The problem we are going to look at in this post is the international airline passengers prediction problem.

This is a problem where given a year and a month, the task is to predict the number of international airline passengers in units of 1,000. The data ranges from January 1949 to December 1960 or 12 years, with 144 observations.

Below is a sample of the first few lines of the file.

"Month" "International airline passengers: monthly totals in thousands.
"1949-01" 112
"1949-02" 118
"1949-03" 132
"1949-04" 129
"1949-05" 121

We can load this dataset easily using the Pandas library. We are not interested in the date, given that each observation is separated by the same interval of one month. Therefore when we load the dataset we can exclude the first column.

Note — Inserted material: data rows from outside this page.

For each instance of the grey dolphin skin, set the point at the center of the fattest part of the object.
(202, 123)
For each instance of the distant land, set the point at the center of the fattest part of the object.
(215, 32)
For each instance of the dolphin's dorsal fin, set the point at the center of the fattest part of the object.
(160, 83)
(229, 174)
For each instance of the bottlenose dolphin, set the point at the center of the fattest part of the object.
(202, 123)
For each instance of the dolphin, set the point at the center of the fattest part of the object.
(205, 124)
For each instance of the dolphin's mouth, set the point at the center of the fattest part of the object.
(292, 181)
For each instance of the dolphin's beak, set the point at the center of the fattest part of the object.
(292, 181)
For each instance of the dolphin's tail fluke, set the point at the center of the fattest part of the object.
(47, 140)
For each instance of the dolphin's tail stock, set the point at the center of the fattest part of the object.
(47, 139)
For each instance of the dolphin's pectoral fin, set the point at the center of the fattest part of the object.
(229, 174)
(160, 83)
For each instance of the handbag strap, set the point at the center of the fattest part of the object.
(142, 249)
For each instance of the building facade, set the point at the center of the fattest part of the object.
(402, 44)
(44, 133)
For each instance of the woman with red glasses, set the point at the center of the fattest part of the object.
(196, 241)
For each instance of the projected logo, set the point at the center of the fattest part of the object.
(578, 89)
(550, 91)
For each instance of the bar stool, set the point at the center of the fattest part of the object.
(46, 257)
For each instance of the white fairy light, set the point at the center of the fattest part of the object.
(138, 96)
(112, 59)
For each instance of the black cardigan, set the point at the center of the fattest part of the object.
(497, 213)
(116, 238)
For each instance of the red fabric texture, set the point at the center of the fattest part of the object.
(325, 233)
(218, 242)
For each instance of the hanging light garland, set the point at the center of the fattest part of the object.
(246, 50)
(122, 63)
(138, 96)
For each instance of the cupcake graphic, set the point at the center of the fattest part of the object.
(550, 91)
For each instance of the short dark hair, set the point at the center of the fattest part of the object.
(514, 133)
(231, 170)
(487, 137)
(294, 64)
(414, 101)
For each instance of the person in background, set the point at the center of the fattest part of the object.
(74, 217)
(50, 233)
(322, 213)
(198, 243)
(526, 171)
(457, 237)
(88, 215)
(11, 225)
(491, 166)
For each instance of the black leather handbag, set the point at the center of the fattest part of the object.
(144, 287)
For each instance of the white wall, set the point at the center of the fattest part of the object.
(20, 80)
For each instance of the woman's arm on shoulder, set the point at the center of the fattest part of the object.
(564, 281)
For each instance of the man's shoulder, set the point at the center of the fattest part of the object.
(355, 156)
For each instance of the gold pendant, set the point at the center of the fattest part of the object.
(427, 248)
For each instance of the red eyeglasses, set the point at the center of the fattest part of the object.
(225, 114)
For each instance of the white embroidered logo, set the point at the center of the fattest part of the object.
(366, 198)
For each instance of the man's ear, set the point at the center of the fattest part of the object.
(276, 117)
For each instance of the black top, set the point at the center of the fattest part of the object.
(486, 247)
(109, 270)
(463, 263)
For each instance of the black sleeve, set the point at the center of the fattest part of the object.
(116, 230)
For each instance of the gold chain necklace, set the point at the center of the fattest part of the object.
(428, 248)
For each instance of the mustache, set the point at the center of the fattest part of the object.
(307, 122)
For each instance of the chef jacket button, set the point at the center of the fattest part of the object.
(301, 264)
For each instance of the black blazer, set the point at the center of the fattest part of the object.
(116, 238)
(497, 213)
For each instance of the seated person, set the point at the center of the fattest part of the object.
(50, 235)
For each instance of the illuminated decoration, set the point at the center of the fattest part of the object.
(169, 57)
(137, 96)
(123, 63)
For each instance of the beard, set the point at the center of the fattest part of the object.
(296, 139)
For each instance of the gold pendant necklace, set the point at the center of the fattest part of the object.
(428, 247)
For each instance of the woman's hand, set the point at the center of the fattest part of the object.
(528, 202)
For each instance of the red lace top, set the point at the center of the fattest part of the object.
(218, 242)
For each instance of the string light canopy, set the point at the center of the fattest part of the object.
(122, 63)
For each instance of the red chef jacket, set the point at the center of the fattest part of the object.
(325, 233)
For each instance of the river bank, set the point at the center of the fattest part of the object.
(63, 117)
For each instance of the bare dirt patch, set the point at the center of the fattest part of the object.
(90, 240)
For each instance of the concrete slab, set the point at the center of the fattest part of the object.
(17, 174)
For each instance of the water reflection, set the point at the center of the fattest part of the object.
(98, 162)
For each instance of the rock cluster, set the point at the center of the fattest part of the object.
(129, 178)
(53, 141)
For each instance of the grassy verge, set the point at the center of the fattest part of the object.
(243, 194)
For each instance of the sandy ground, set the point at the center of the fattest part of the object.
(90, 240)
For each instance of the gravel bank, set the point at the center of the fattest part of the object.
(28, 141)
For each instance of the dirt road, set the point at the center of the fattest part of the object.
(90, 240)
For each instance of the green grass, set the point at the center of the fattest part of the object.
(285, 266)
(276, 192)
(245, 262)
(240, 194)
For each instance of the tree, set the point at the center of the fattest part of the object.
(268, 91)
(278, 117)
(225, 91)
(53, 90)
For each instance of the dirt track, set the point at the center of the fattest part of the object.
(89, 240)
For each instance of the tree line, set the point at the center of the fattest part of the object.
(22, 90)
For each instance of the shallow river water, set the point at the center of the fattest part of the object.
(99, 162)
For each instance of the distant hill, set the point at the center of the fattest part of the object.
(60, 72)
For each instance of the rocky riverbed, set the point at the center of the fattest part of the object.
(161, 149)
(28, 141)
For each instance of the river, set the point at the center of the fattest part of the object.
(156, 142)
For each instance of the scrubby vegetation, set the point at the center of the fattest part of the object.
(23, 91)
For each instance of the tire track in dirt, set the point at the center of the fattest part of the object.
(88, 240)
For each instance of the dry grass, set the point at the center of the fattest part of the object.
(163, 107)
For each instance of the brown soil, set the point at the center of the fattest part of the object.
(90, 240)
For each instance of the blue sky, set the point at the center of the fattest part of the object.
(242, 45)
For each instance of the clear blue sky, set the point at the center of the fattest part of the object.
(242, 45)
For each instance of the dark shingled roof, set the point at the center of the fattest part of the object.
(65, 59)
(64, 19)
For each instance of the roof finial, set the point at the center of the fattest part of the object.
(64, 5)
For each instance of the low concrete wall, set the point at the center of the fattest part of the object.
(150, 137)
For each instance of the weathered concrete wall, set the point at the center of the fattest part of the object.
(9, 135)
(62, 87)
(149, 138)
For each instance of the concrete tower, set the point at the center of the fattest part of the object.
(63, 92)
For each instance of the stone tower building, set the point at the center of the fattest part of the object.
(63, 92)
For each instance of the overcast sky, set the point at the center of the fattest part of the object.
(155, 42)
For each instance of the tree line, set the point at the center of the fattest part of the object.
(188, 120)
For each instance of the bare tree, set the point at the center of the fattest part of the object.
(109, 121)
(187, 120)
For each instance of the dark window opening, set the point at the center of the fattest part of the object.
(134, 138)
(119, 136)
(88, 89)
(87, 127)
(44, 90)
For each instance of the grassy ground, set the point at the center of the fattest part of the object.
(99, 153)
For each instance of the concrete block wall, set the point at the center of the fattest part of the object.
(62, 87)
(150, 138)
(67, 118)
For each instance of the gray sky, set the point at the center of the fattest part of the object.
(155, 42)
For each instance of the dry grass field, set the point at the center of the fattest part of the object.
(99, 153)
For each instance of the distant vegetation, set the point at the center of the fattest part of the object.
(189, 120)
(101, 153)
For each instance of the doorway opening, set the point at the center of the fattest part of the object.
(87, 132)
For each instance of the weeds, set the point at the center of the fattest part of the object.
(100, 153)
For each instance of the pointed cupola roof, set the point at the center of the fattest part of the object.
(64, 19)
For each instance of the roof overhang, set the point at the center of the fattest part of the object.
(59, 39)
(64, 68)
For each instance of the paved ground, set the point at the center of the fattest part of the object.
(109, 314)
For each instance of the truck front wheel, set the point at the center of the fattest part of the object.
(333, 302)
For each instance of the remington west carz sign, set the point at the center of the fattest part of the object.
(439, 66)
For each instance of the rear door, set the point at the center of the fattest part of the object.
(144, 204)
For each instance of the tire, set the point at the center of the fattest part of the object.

Multilayer Preceptron Regression

We want to phrase the time series prediction problem as a regression problem. That is, given the number of passengers (in units of thousands) this month, what is the number of passengers next month.

We can write a simple function to convert our single column of data into a two-column dataset. The first column containing this month’s (t) passenger count and the second column containing next month’s (t+1) passenger count, to be predicted. With time series data, the sequence of values is important. A simple method that we can use is to split the ordered dataset into train and test datasets.

The function takes two arguments, the dataset which is a NumPy array that we want to convert into a dataset and the look_back which is the number of previous time steps to use as input variables to predict the next time period, in this case, defaulted to 1.

X Y
112 118
118 132
132 129
129 121
121 135

If you compare these first 5 rows to the original dataset sample listed in the previous section, you can see the X=t and Y=t+1 pattern in the numbers. We can now fit a Multilayer Perceptron model to the training data.

We use a simple network with 1 input, 1 hidden layer with 8 neurons and an output layer. The model is fit using mean squared error, which if we take the square root gives us an error score in the units of the dataset.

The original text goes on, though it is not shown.